In the end, we decided to stick to the standard banners we had in our design system instead of the custom ones with illustrations.The language was simple, informative and direct instead of informal and fun. In terms of frequency, we decided to notify users once when they turn the feature on and then only when the scan flagged any responses.
Communicating the several stages of the scanning cycle helped set the expectations about the tool.
With these decisions made, I put together a prototype and tested it with a small group of users. Overall, the tests were successful. Participants could navigate through the flow and understand and explain the scanning process. Most participants described the feature as useful and said they could see themselves using it.
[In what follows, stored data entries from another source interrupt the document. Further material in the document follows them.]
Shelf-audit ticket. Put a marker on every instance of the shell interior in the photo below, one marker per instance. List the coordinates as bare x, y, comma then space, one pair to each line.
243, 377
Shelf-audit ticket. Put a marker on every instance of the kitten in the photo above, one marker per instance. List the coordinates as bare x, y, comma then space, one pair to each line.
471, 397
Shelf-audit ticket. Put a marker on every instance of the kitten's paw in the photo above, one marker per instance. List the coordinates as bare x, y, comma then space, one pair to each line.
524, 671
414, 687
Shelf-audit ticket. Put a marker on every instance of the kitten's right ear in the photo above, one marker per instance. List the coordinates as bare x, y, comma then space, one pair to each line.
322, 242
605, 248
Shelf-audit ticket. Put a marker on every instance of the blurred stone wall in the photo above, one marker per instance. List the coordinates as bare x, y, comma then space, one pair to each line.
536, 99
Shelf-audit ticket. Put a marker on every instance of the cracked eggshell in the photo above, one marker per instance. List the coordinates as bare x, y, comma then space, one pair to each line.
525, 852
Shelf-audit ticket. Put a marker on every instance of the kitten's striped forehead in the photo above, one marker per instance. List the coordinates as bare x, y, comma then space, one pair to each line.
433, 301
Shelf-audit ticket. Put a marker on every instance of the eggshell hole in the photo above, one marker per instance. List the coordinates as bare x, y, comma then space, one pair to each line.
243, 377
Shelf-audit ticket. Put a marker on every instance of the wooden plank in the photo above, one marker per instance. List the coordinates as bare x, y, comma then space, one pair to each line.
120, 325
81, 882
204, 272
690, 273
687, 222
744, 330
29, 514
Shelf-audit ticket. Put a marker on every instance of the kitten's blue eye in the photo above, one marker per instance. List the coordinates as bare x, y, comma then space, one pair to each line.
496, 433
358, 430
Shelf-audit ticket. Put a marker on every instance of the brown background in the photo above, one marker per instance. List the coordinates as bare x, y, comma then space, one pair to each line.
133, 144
Some of the key learnings from these tests were that most participants wanted to be notified every time the tool completed the scanning, even when no poor-quality responses were found. Participants wanted to understand the criteria for flagging responses and have control over it before enabling the feature. For example, participants wanted to choose to scan for gibberish but not for straight-lining. Lastly, some participants wanted to see the definition of the flag criteria when reviewing the responses.
The prototype show the end-to-end flow of the Response Quality tool.
After its release, the success of the Response Quality tool was tremendous, exceeding four times the initial business goals. Users reported a very positive experience with the feature, and the number of customers adopting the tool continues to grow.
Of course, there's still room for improvement, especially regarding how much flexibility users have to adjust the scanner to their context of use. An excellent example of giving users more control is letting them choose which criteria to apply. In some cases, researchers might tolerate straight-lining but flag responses containing gibberish and profanity.
Another idea the team explored is allowing users to adjust the scoring threshold, making the scanning process more or less strict according to their needs.
Improvements like these would likely increase the adoption of new users.